The record of the marriage is thus entered in “Les Chroniques de Lorraine”: “Les nopces furent faictes en grant triomphe, et la dicte fille menée à Bar moult honorablement. Le Cardinal fust moult joyeulx.”[A] The contract had been signed on March 20, 1420, by the Duke and the Cardinal at the Château de Tourg, near Toul, Queen Yolande’s signature being provided by her proxy. She granted to her son the right to quarter the arms of Bar and Lorraine with those of Anjou and Guise.
[A] “The nuptials were celebrated with great ceremony, and the said Princess was conducted to Bar very honourably. The Cardinal was full of joy.”
On November 10 formal proclamation was made in every important town in Lorraine, to the effect that Duke Charles II. constituted his eldest daughter, now Duchess of Barrois and Countess of Guise, heiress to the duchy of Lorraine, and confirmed to her, and to her issue by René d’Anjou and Bar, full rights of succession and government. The proclamation named Queen Yolande of Sicily-Anjou, Louis, Cardinal de Bar, and the Duke himself, Charles’s guardians during the minority of the young couple.
“René,” wrote a chronicler, “is well-grown, well-bred, and well-looking. He is greatly admired by all the fair sex, and loves them in return. He will make a good husband, and has the making of a great Sovereign.” The bride’s praises were sung by poets and minstrels the length and breadth of Lorraine and Bar.
Among the earliest to congratulate the young people and their parents was the redoubtable Duke of Burgundy! He sent a special embassy to Nancy with this striking message: “Tous estoient si joyeulx de veoir la fervente et cordiale amour qui estoit entre ces deulx jeuns gens, que je me trouve capable des sentiments les plus amiables pour tous mes cousins royales.
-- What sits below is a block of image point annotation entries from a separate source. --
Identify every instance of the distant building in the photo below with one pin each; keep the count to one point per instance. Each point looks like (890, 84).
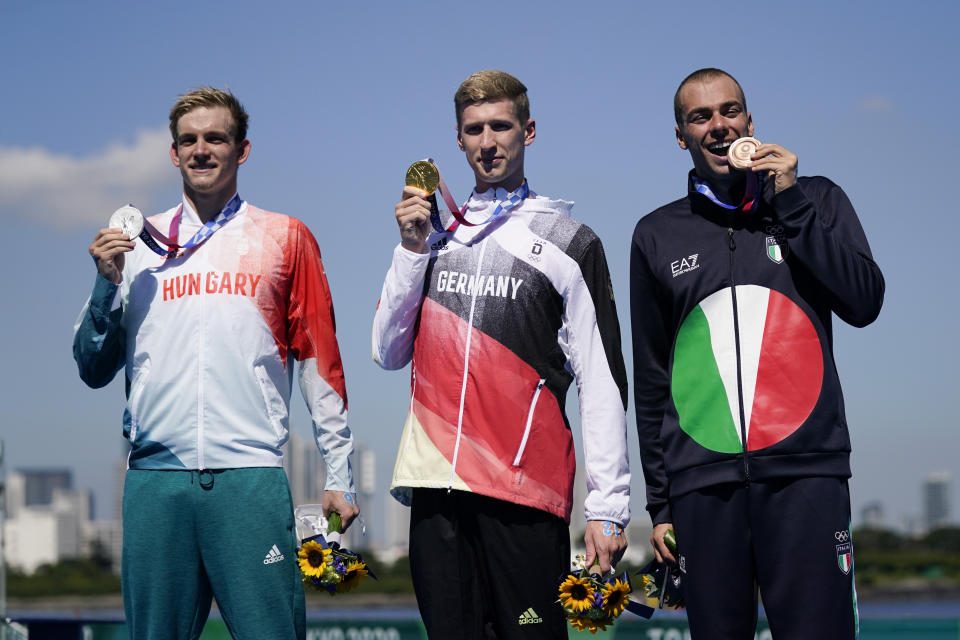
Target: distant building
(936, 500)
(49, 521)
(35, 487)
(306, 472)
(49, 529)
Je salue mes bons frères les Souverains Ducs de Lorraine et Barrois avec Madame la Duchesse Marguerite, et sans autre choses la bonne Rogne de Cecile, son épous le Roy Louis, pour jamais.”[A]
[A] “Everybody was delighted to behold the fervent and cordial love which exists between the two young people, whilst I found myself filled with the most amiable sentiments for all my royal cousins. I salute my good brothers the Sovereign Dukes of Lorraine and Barrois, and also the Duchess Margaret, and equally the good Queen of Sicily and her consort King Louis.”
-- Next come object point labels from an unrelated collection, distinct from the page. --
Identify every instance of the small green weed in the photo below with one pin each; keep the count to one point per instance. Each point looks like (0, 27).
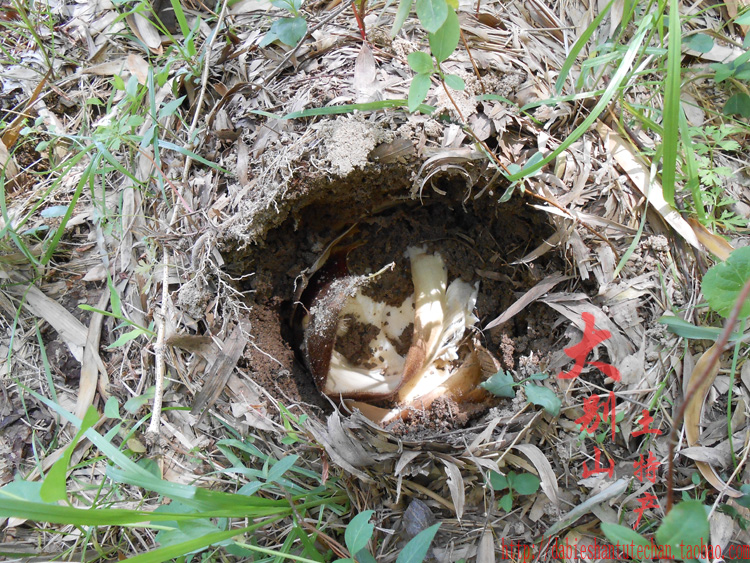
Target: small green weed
(520, 484)
(360, 530)
(502, 384)
(287, 30)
This was as a jewel in the hair of Queen Yolande, and as nectar in the cup of Cardinal Louis. Their plans had succeeded splendidly.
Shortly after his marriage, René returned to Bar-le-Duc with his child-bride, and they were received in royal state by the Cardinal, who had renovated and decorated the castle specially in their honour and for their use. The town of Ligny was causing trouble in Barrois by refusing to pay the accustomed tribute. The Prince de Ligny claimed that portion of the duchy of Bar as his, by the marriage contract of his wife, the Cardinal’s sister. He attacked the Castle of Pierrepoint and the town of Briey, whose garrison he caused to be put to the sword. The Cardinal took arms, and, accompanied by René and companies of Lorraine soldiers from Longwy, defeated his relative and took him prisoner. The young Prince received the rebel’s sword and personally conducted him to Nancy, where, after two years’ confinement in the fortress, he signed an act of renunciation of his pretensions in Barrois.
René, only twelve years old, the following year accompanied Charles II. of Lorraine to the siege of Toul,—for many years a turbulent element in his dominions,—where there was a hot dispute concerning certain laws and customs oppositive to the claims of the crown of Lorraine. Toul was captured, and mulcted in an annual tribute of a thousand livres.
Directly the proclamation of Isabelle of Lorraine with René as the sharer of her throne was made, Antoine de Vaudémont, Duke Charles’s eldest nephew, entered a protest and claimed the succession. He based his action upon the three conditions—(1) The Salic Law ruled the succession of Lorraine; (2) the male line had not been broken since the creation of the duchy; and (3) the realm had never gone out of the family. Charles scouted all these positions, affirmed his own sovereign right to name his successor, and refused to alter the terms of the proclamation so far as regarded the succession of his daughter and Duke René.